If in a metric space a sequence converges to both $x$ and $y$, prove $x = y$

Question

I just started reading about metric spaces and am finding it hard to use all the definitions to come up with a proof. Would appreciate some help!

Answer 1

Hint: Use the triangular inequality. $$ d(x,y) \leq d(x,x_N) + d(x_N,y) < \epsilon, $$ where $N$ is sufficiently large such that $d(x,x_N)<\epsilon/2$ and $d(y,x_N)<\epsilon/2$.

Now since $\epsilon$ is arbitrarily small, $d(x,y)=0$ which implies $x=y$.

Answer 2

If $d(x_n,x) \to 0$ and $d(x_n,y) \to 0$ , then (triangle inequality !):

$0 \le d(x,y) \le d(x, x_n)+ d(x_n,y)$ for all $n$.

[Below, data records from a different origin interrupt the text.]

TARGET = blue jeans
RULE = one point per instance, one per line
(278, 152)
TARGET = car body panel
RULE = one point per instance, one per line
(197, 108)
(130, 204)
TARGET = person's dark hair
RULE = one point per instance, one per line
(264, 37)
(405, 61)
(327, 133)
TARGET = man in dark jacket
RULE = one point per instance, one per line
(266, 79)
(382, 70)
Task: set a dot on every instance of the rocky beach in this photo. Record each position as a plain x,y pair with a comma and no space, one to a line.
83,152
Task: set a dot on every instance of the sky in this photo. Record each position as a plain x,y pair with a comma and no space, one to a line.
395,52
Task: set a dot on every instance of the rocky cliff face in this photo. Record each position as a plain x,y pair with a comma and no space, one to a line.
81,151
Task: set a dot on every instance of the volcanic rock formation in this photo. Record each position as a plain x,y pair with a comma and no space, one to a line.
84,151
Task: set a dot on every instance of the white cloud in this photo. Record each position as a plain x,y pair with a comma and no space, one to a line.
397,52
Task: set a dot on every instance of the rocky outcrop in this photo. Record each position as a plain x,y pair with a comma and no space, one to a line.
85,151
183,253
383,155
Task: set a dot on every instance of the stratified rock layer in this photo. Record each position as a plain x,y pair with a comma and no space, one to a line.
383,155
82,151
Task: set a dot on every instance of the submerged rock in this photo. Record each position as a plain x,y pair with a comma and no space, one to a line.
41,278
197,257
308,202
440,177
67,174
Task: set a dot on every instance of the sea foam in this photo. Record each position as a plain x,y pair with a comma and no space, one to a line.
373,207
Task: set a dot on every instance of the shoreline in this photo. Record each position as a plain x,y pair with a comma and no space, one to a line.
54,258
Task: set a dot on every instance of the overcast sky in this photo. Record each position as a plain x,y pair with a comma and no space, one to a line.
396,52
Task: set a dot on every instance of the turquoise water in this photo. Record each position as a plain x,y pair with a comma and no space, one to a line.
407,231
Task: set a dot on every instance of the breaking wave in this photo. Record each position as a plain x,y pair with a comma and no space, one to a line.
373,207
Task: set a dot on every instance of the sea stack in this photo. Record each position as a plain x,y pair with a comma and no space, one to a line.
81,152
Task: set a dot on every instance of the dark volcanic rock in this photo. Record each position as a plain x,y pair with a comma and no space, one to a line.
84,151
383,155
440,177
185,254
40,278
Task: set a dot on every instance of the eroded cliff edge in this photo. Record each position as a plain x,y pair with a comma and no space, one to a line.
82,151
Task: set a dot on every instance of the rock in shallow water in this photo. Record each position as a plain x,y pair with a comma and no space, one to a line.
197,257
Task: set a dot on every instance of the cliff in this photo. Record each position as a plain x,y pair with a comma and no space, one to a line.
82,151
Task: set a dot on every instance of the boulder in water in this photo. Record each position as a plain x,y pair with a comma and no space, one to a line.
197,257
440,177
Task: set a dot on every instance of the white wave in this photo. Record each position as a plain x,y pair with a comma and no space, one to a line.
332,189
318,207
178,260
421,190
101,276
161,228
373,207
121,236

With $ n \to \infty$ we get $d(x,y)=0$, hence $x=y$.

Answer 3

The proof is identical to the following proof Just replace x and y by l and m

Her you are

Suppose that $L \neq M$. Let $\epsilon = |L - M|/2 > 0$. By hypothesis exists $N_1 \in \mathbb{N}$ such that $$ |a_n - L| < \dfrac{|L - M|}{2} \quad \text{if} \quad n \geq N_1 $$ By hypothesis, exists $N_2 \in \mathbb{N}$ such that $$ |a_n - M| < \dfrac{|L - M|}{2} \quad \text{if} \quad n \geq N_2 $$ Let $N = \max\{N_1,N_2\}$. If $n \geq N$, then by the triangle inequality $$ |L - M| = |(a_n - L) - (a_n - M)| < |a_ n - L| + |a_n - M| < 2\cdot \dfrac{|L - M|}{2} = |L - M| $$ Contradition!